Products That Prey On Moms’ Fears

Remember last week when I wrote about my concerns that my body stopped producing enough milk? And it was actually just a broken breast pump? I was alarmed by my speedy jump to distrust my own body and its biological processes.

This week, there has been quite the hubub online regarding a product that claimed to measure/test mothers’ breastmilk supply. I hesitate to even link to the product, because I don’t want to give the parent company any more traffic! ┬áBasically, this product’s target audience was mothers doubting their milk supply. In this country, that pretty much refers to every single nursing mother.

The product asked mothers to pump their milk over the course of a few hours and enter data into a website, where it would be statistically analyzed and moms would find out if they were producing enough milk.

The lactivist community responded with resounding horror at the existence of such a product. Petitions were signed. Facebook walls were inundated. How could a company do such a thing? The problems inherent in this product are many.

For one thing, how could such a very individualized process as lactation and nursing be quantified by multiple-choice and short-answer questions? Each time I’ve visited an IBCLC, the appointment has lasted at least an hour. There are no fast answers when it comes to breastfeeding.

For another, how could we ask mothers of newborn babies to begin pumping before establishing supply/demand and then gage anything of significance from her output? For another, how dare someone take advantage of the very most vulnerable time in a woman’s life–the first few weeks after delivery–for financial gain?

To this company’s credit, they responded to the onslaught of anger. They discontinued sale of the product and encouraged retailers to pull it from shelves.

But. I took a look at their other merchandise. They sell special underwear for mothers recovering from cesarean sections. That’s cool–I might have liked such a garment. But they also sell shaping garments, underthings designed to help new mothers slim down and tighten up. As if the most important thing on our new-mom minds is our appearance!. Here’s where I start to feel a mite creeped out.

This company says they are a small group, run by moms looking to support other moms.

I disagree that preying on mothers’ insecurities about their bodies–in any capacity–is supportive.

It’s no wonder mothers around the country doubt their ability to produce enough milk for their babies. Everywhere we turn, we’re inundated by the message that our bodies are not adequate. This is the worst kind of subterfuge. These products sneak in on us when we’re at the most risk. And man! If you can get a mom doubting her body when she’s just had a baby, you can get her to doubt all sorts of things… and then sell her solutions.

I speak from experience here. What I wouldn’t give to have more confidence in myself and my body when I was a new mom.

Hopefully, our readers have a network in place who makes them feel proud of their mothering, proud of their bodies. And just in case our readers are wondering about their lactation, you DO have access to informed support at no cost to you.

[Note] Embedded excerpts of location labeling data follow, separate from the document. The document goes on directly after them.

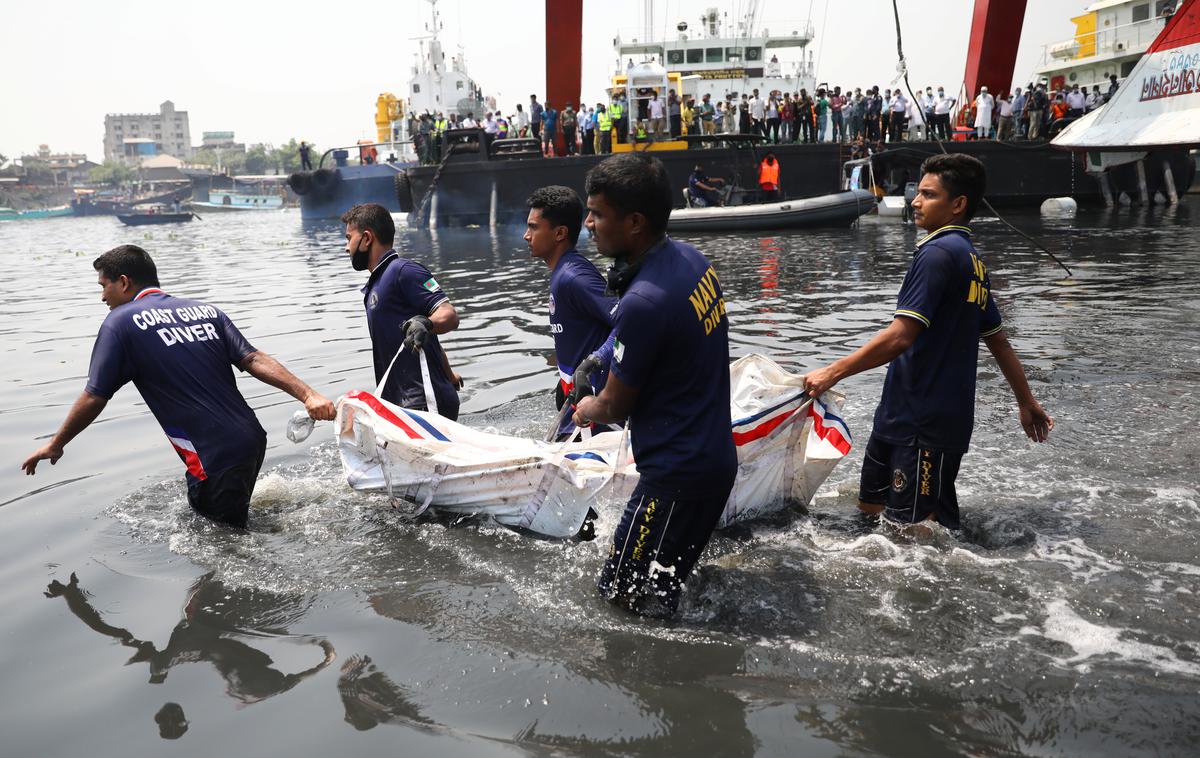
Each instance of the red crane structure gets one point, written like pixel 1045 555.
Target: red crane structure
pixel 991 53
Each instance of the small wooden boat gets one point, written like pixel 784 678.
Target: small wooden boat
pixel 7 214
pixel 142 220
pixel 828 210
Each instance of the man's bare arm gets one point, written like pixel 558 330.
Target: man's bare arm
pixel 84 410
pixel 1036 421
pixel 265 368
pixel 882 348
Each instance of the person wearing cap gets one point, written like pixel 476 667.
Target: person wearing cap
pixel 701 190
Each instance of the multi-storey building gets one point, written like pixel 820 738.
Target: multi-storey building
pixel 131 137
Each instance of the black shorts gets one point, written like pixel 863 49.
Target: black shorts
pixel 225 495
pixel 654 549
pixel 912 483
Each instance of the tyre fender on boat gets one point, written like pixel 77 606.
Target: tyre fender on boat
pixel 403 192
pixel 300 182
pixel 324 180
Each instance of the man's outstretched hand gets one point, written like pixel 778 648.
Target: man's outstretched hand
pixel 417 332
pixel 319 407
pixel 1036 421
pixel 820 380
pixel 581 380
pixel 49 451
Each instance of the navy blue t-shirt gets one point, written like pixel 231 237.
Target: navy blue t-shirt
pixel 397 290
pixel 673 347
pixel 178 353
pixel 581 317
pixel 929 391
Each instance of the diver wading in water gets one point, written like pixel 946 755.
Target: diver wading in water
pixel 178 354
pixel 946 306
pixel 670 378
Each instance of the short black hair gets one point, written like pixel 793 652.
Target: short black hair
pixel 372 217
pixel 961 175
pixel 634 181
pixel 561 206
pixel 127 260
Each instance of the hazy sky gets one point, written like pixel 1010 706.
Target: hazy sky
pixel 271 71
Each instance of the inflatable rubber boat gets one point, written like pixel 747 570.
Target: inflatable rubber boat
pixel 839 209
pixel 787 444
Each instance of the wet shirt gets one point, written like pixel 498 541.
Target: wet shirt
pixel 580 318
pixel 397 290
pixel 929 390
pixel 672 346
pixel 179 354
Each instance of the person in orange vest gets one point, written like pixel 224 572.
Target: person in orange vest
pixel 768 179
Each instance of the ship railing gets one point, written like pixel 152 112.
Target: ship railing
pixel 391 145
pixel 1133 37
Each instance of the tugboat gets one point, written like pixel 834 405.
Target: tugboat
pixel 371 172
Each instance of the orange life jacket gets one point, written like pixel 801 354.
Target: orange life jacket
pixel 768 175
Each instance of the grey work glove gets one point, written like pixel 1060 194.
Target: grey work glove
pixel 417 332
pixel 581 379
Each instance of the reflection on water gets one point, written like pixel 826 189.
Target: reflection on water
pixel 1063 619
pixel 217 627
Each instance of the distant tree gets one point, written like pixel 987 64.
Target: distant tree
pixel 229 161
pixel 287 156
pixel 257 158
pixel 112 173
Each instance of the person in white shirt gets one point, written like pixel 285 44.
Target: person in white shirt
pixel 897 107
pixel 916 120
pixel 984 106
pixel 942 107
pixel 1005 131
pixel 757 115
pixel 1075 102
pixel 658 116
pixel 522 121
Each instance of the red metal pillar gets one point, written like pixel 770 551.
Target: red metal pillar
pixel 564 55
pixel 991 54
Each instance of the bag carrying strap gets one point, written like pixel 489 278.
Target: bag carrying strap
pixel 431 401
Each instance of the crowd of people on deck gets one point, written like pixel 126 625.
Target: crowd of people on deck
pixel 863 115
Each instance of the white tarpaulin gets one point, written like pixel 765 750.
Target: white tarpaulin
pixel 786 443
pixel 1158 103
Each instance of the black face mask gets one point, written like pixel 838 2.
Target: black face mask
pixel 360 259
pixel 621 275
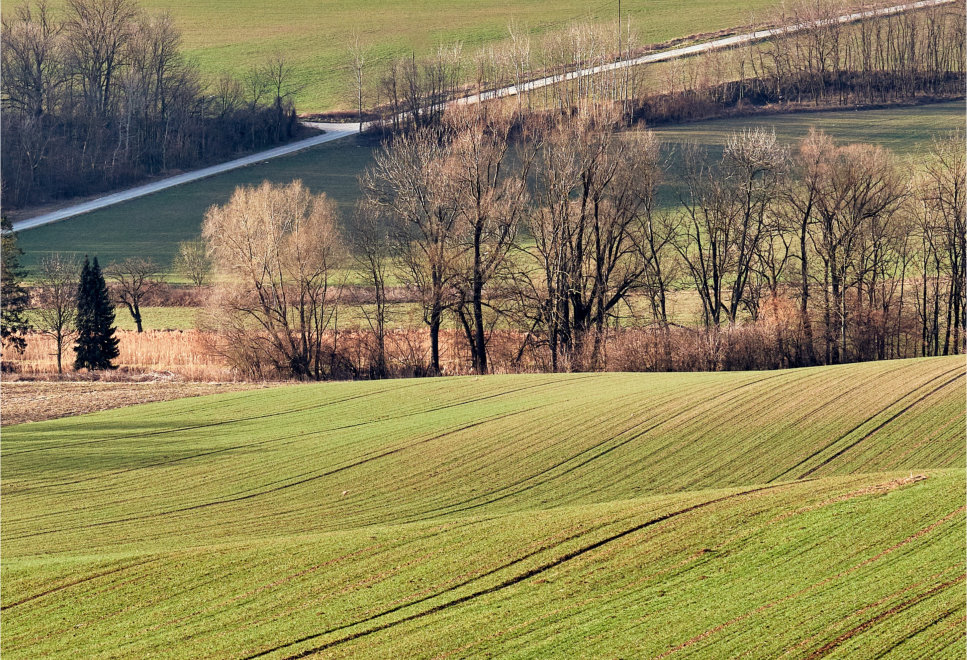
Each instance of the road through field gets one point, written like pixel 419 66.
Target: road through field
pixel 334 131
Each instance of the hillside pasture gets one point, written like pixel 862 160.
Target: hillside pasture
pixel 811 512
pixel 315 37
pixel 153 226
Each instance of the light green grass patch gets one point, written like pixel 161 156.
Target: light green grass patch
pixel 808 511
pixel 153 226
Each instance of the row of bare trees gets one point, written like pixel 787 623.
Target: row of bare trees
pixel 53 294
pixel 555 239
pixel 898 57
pixel 98 95
pixel 825 62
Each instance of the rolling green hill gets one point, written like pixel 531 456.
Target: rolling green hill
pixel 811 512
pixel 153 225
pixel 234 36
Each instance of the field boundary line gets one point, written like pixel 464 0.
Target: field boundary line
pixel 337 131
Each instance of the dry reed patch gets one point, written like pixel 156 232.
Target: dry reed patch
pixel 34 401
pixel 185 353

La Leche League International has in-person support meetings worldwide and a telephone hotline where a trained, experienced breastfeeder will answer any questions.

A Mother’s Boutique’s Facebook page is managed by Amy West, a certified lactation counselor.

The Best for Babes foundation maintains a list of web resources that are evidence-based and WHO-compliant

What products have you seen on the market that support new moms and celebrate our changing bodies? Leave us a comment to tell us about your favorite support sources!